Geometric Price Drivers in Bitcoin
I made the lines on this Chart (from crytowatch) to help me think about this first experience that humanity has with a world well-enough connected to experience math, information, and money as essentially of the same essence. That idea came long after I made the chart and it isn't my idea. I recently heard Tim Ferriss interview Nick Szabo and Naval Ravikant and credit goes to them for the idea that money, information, and math share some essential qualities that make them similar.
I think of this chart when I try to develop a big picture of what makes the price do what it does, to understand exactly what it is doing, and why. I see some general principles that make something based on consensus, popularity, and value rise in price, geometrically. The chart is a log scale chart, which means that a straight line on it, like the longest one I drew, indicates a fixed change in percentage over a fixed amount of time. For example, this chart shows five bottoms before 2014 that show the same doubling-in-about-11-months as the price shows through most of 2016.
The Network Effect
There is a tendency of people who know about something to show it to others effectively enough to get others interested in it. This growth in awareness is directly proportional to the tendency, tempered by the ease with which the idea can be shared. When we talk to people about bitcoin, it makes it a little easier for them to start using it, which drives up demand that little bit, and hence the price. The spreading of awareness will go on having this geometric effect on the price only as long as there are enough people to receive the sharing. When "everyone knows enough" that more knowledge won't generally increase the chance that they'll use it, this effect on the price will tail off. But there are others.
Building Trust and Comfort
Once you start using bitcoin for whatever you use it for, you will slowly find that, at least in some areas, its utility outweighs the inconvenience of all the things that must be done differently to use it. I separate this from the network effect because it's based on experiential knowledge rather than information. Using bitcoin makes you more comfortable with using bitcoin. The more you do anything, the better you get at it. This is one of the principles that encourages me to get comfortable getting out of my comfort zone.
Using anything new, if it turns out to be a benefit, slowly increases demand for it simply because we use it more and more. I think it was in the book Freakonomics that I read about how raising the efficiency of things that use gas actually increases our gas consumption. This is apparently the case because when the efficiency is a tiny bit higher, the gas savings from existing systems are dwarfed by the gas used in the additional ways of using it that have just become economical. Greater efficiency has the same effect as lower prices: demand is increased. For prices, this brings balance (lowering prices increases demand, which raises prices). Greater efficiency must then rely on the price effect to find a balance.
Comfort with a new technology and trust in it both have the same effect as lower prices and higher efficiency.
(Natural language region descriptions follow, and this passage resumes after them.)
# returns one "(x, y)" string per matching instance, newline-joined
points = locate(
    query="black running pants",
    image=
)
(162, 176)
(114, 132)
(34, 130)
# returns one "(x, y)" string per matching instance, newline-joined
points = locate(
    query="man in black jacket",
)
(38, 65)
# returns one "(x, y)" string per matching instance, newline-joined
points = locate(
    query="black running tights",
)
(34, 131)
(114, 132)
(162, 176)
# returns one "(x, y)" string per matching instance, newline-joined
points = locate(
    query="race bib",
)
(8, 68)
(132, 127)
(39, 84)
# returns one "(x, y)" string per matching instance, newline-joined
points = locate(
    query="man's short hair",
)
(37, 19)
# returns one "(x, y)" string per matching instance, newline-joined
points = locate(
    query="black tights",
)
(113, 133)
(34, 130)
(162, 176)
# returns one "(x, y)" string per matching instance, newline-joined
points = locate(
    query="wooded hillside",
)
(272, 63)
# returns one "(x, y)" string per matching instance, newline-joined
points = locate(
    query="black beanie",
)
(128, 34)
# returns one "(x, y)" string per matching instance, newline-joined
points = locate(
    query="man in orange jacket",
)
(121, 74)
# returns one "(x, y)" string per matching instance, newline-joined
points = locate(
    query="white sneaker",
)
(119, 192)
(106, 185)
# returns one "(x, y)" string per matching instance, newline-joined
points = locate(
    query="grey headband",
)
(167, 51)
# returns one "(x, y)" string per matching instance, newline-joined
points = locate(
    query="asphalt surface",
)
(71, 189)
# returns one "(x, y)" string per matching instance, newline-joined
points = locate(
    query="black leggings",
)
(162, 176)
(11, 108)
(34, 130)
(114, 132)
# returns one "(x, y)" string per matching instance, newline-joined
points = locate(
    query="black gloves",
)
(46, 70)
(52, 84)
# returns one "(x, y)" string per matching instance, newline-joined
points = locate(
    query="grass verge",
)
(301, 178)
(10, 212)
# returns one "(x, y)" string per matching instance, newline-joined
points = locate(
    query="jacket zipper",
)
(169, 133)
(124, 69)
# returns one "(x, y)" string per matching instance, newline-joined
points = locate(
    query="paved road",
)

Life, after all, follows the path of least resistance. The rate at which comfort and trust in bitcoin grows is proportional to the number of people who are aware of it. In that sense, this is just a part of the Network Effect, but since the rate at which you become more comfortable with something is different from the rate at which you share it with others, I separate it out.
The Double Effect of Savings
We are taught to save money using the legal tender of our resident overlords. It's a horrible lesson, as anyone familiar with the meaning and dangers of "fiat currency" knows. So once you find something you can trust a bit more than fiat currency to hold your savings, you will find yourself drawn to keeping more and more of your savings in that form. This is related to the trust and comfort effect I describe above, but it provides an extra level of upward pressure on the price because whenever you save anything, you make it unavailable for anyone else - if you're really saving it. In that sense, you are constraining the supply. The average number of bitcoins held by a human being here on our planet can never go above 21,000,000 ÷ 7,500,000,000, or so, which is about 0.0028. Do you have your 280,000 satoshis?
Conclusions and Thoughts
Because of the three effects I describe above, only one of which seems to me like it will ever go away (when the population is saturated with awareness of bitcoin), I see the price doubling about every eleven months. That means I expect this correction to continue, and perhaps level off and start a new bull market that will have us around 2000 again in the first quarter of 2018. The problem is that shit happens. The shenanigans at MtGOX gave us a huge bubble, and there was an earlier one that happened right before (or at?) the beginning of my chart. I think that whatever happens tends to have less and less effect as the number of people and the amount of value stored in bitcoin goes up.